Still, you never know. I finished Ron Rosenbaum's "The Shakespeare Wars" and wrote about it here a few days back. It's a hefty tome in size and theme. Well, less than a week ago, I saw a younger white man transferring from the Green to the Blue Line-- and so perhaps a traveller returning from LAX-- perusing a LAPL library copy of that same book!

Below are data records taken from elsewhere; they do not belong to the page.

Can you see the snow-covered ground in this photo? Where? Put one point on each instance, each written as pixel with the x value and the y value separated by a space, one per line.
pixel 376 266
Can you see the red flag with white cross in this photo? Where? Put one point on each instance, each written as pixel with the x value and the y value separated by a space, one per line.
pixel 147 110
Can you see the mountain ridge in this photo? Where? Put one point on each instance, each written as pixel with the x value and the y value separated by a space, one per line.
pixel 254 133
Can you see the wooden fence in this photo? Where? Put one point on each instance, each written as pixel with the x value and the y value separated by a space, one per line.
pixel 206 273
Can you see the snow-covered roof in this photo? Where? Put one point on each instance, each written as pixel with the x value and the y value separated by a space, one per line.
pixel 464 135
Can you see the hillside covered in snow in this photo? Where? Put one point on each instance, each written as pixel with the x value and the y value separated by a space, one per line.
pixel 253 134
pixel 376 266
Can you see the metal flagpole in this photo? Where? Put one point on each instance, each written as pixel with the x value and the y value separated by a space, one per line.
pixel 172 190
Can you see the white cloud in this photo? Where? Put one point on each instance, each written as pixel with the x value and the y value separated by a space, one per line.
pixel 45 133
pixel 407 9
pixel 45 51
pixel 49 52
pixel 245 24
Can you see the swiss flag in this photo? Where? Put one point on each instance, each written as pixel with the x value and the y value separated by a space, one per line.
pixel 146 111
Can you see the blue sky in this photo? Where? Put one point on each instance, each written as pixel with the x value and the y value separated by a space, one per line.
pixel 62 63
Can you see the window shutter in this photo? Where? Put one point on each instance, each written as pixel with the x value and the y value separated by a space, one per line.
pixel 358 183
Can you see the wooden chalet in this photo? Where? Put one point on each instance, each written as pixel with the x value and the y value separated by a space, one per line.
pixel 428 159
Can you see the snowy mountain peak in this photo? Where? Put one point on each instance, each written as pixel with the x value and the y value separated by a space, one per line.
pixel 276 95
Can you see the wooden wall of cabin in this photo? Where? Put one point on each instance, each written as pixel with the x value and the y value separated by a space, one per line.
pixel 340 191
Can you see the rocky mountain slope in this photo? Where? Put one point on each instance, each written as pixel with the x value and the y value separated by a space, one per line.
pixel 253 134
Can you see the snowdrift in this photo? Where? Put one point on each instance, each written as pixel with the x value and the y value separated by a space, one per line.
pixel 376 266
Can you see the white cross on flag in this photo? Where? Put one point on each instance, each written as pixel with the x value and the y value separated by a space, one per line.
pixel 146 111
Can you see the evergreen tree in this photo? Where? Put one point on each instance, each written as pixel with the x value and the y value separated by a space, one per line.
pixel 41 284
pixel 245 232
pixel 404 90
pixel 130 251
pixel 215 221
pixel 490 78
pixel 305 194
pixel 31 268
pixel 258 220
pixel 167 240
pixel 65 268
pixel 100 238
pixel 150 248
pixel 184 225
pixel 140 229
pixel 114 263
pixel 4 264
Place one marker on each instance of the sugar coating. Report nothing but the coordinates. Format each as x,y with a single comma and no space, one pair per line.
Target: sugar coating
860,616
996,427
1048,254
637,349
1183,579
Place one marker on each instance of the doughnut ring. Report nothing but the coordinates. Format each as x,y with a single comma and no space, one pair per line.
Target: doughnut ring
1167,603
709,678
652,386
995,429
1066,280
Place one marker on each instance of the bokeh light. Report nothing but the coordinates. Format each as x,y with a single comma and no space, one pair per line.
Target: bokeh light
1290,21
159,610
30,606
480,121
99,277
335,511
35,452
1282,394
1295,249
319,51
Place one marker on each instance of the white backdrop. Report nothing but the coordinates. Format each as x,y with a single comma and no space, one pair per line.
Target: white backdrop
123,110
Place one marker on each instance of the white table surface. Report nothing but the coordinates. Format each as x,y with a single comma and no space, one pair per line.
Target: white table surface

A year ago, a demure Asian woman looking like a non-local by her dress, demeanor, and mien was making her way through "A Portrait of the Artist." On the same Gold Line-- where the Pasadena crowd coming to downtown looks markedly better off in terms of fashion worn and burdens carried-- I did see this very morning a woman holding a newish trade-sized Penguin Classics (the ones with darker covers and fine artwork) but I could not make out which one. The newer printings place the title at the bottom and not the middle or top of the cover, confounding erudite snobs like me. Handsome as the new editions are, I liked orange covers, smaller sizes, and the no-nonsense, sans-serif typeface. Penguins, at least since they gave up the severe Gill-inspired typography of the WWII period, carry often quite fine artwork however! But the press seems to be dumbing itself down with a lot of ephemeral titles and trivial mass-cult detritus. Yet I guess the publishers today want more than selling the Eliots or Jameses to us.

Blue Line readers tend towards Spanish tabloids, La Opinion, the free Hoy, dog-eared Bibles or, if desperate, Jehovah's Witness tracts. The scruffy (0f course) bum poring over Maeve Binchy's "Evening Class" one day on the Blue Line did make me pause one dull morning. He only pulled out of his plastic bag a battered paperback after spending about half an hour arranging his piece of pan dulce and shaking out from that same bag its crumbs. He had eaten it curled up away from me-- I sit in the single aisle end of the section seat over the wheel and not the usual ones facing the windows-- in the opposite seat, hiding from me as he munched. $250 fine, you know.

2 comments:

BwcaBrownie said...

so I read all the way to the end and found ... No Comments.
When there is so much there to comment on.
Possibly, previous readers are embarrassed to reveal their opinions. I have been told that being opinionated is a vice not a virtue.
*sigh*
Is this the post which began with Fr Vitale? a true Christian is a rare thing, bless him. and bless Martin Sheen too.from 'Badlands' to Jed Bartlet is quite a journey.

and bless your wallet-finder, who probably has not read City Of Quartz ( I wish I had not given away my copy) ... bless too 'Steeleye Convention' and 'Fairport Span'. I had tea once with Maddy Prior on Sunset at The Hyatt House.

wishing you Happy Easter Monday.

John L. Murphy / "Fionnchú" said...

BB, thanks so much for your kind reply. Somehow you conflated the old MTA post about my wallet gone missing with the newest one about what I found on the train the day before Good Friday, the same tracks, the same journey, but, as you say, winding up differently. Happy Easter to you and yours!